1. O OCIDENTE VISTO PELO MUNDO

O artigo tem início com a menção à uma investigação cujo autor foi coordenador, intitulada
ALICE –Espelhos Estranhos, Lições Imprevistas: definindo para a Europa um novo modo
de partilhar as experiências do mundo, sobre o qual, Boaventura Santos lamenta o facto de
a Guerra na Ucrânia ter revelado que as propostas desta investigação pouco serviram aos
líderes europeus apesar da sua pertinência. Esta interessante pesquisa a qual o autor faz
referência, abarca quatro eixos temáticos.

São quatro os principais eixos temáticos do ALICE: 1) a profunda reforma do Estado


moderno (refundação do Estado); 2) a democratização da democracia a partir da
demodiversidade; 3) as outras economias, onde estão incluídas formas não capitalistas
de produzir, trocar e consumir, assentes em valores como a solidariedade e a
reciprocidade e na recusa da hegemonia do mercado; 4) os direitos humanos a partir de
uma perspectiva intercultural, reconhecendo concepções não eurocêntricas da
dignidade humana. (Santos at al 2014, p.1)
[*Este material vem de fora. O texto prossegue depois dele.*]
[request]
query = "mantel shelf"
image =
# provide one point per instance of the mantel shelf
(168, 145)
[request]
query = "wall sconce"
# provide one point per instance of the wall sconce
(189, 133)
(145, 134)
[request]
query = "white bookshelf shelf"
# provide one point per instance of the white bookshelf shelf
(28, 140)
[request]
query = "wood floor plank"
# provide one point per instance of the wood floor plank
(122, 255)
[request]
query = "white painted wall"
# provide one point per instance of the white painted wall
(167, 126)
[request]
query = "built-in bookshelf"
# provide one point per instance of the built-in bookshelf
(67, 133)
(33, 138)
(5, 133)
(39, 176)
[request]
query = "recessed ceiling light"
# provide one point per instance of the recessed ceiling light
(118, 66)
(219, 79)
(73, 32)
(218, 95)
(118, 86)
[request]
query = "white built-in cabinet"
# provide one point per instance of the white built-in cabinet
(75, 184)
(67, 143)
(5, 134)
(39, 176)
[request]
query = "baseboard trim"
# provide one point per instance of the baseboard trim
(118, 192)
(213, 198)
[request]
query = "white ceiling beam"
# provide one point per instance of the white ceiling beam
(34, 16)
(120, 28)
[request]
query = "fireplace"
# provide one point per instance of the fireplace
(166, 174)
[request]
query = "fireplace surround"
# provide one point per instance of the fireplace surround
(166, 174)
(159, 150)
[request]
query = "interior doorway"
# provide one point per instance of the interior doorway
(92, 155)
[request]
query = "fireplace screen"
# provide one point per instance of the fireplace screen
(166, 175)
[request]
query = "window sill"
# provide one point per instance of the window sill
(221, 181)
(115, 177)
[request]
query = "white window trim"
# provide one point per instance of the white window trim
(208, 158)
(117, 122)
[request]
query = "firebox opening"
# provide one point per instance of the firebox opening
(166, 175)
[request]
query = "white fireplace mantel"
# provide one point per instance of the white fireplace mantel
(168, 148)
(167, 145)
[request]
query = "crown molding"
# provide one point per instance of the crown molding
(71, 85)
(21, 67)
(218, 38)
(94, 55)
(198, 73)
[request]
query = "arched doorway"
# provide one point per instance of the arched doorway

Tendo o autor através das premissas abordadas nestes eixos temáticos, concluído que
depois de cinco séculos a procurar ensinar o mundo que em grande medida não fazia caso
a Europa, esta última ao em vez de propor isolamento progressivo, devia disponibilizar-se
a aprender com o mundo. Possibilitando o uso da experiência desta aprendizagem para
resolver alguns dos problemas que o mundo enfrenta. Bastante interessante o quarto e
último ponto dos principais eixos temáticos da pesquisa referenciada, pois este é um dos
pontos que mais divide a visão ocidental com muitos outros países do mundo, a cultura dos
povos muita das vezes é, em si só descrita como violadora dos direitos humanos. Na cultura
africana por exemplo, é mais fácil admitir o direito do homem a ter duas ou mais esposas,
do que a homossexualidade ou a transexualidade, porem no ocidente a visão é diferente e
a imposição desta, por parte do ocidente ao resto do mundo, se propaga como uma questão
de direitos humanos universais. Não muito distante deste antagonismo e imposição cultural
e de ideias, o autor apresenta o posicionamento e reação ocidental ou europeia ao conflito
que ``supostamente´´ opõe a Rússia à Ucraína. Com dados precisos sobre uma
investigação levada a cabo por um conhecido instituto da Universidade de Cambridge, que
através da harmonização de 30 inquéritos globais sobre atitudes em relação aos Estados
Unidos de américa (EUA), à China e à Rússia, realizado oito meses após a incursão militar
Russa na Ucrânia. Inquéritos estes que cobriram 137 países do mundo e 97% da população
mundial, tendo se obtido como resultado principal que, apenas 1,2 mil milhões de pessoas
no mundo têm uma opinião positiva sobre os EUA e uma atitude negativa sobre a China e
a Rússia, de forma inversa, ocorrendo com 6,3 mil milhões de pessoas no mundo, tem uma
opinião negativa dos EUA, e positiva em relação à China e Rússia. Hora várias outras
pesquisas confirmam esta realidade, José Pedro Teixeira Fernandes, num artigo intitulado
a nova guerra fria e a ascensão da China no médio oriente, afirma que, ʻʻ a crescente
influência chinesa no médio oriente tem implicações no poder global. ʼʼ (Fernandes,T., 2023,
p.4), reforça que a aposta da china por uma diplomacia que se apresenta como ʻʻ promotora
da paz, respeitadora da soberania de todos os estados do mundo e dos seus diferentes
sistemas sociais e políticos, ou seja não interferindo na vida interna de outros estados e
fazendo ponte entre inimigos, atrai mais a simpatia e a confiança dos estados ʼʼ (Fernandes,
T., 2023. p.3). Também Jorge de Almeida Fernandes afirma que, ʻʻ o poder viaja para o
oriente. O Ocidente já não é o centro de gravidade do mundo. Isto, que parecia dispare em
1990, não é sinónimo de declínio, ocaso ou catástrofe: é uma mudança de era. ʼʼ
(Fernandes, A., 2018, p.3).

Em relação a Rússia, em África por exemplo, o seu crescente domínio é uma questão
histórica relacionada com a luta pela independência, muitos países africanos, conseguiram
as suas independências de colonizadores ocidentais, através do apoio militar Russo, e esta
influência prevalece através de uma preferência no estabelecimento de relações em vários
domínios. O escritor e intelectual guineense Tierno Monenembo citado por António Cascais
num artigo sobre a relação da Rússia com a África, reforça que ʻʻ muitos estados africanos
nunca se libertarão do domínio da Rússia, especialmente dada a sua crescente
dependência das proezas militares de Moscovo. ʼʼ (Cascais, 2022, p.5).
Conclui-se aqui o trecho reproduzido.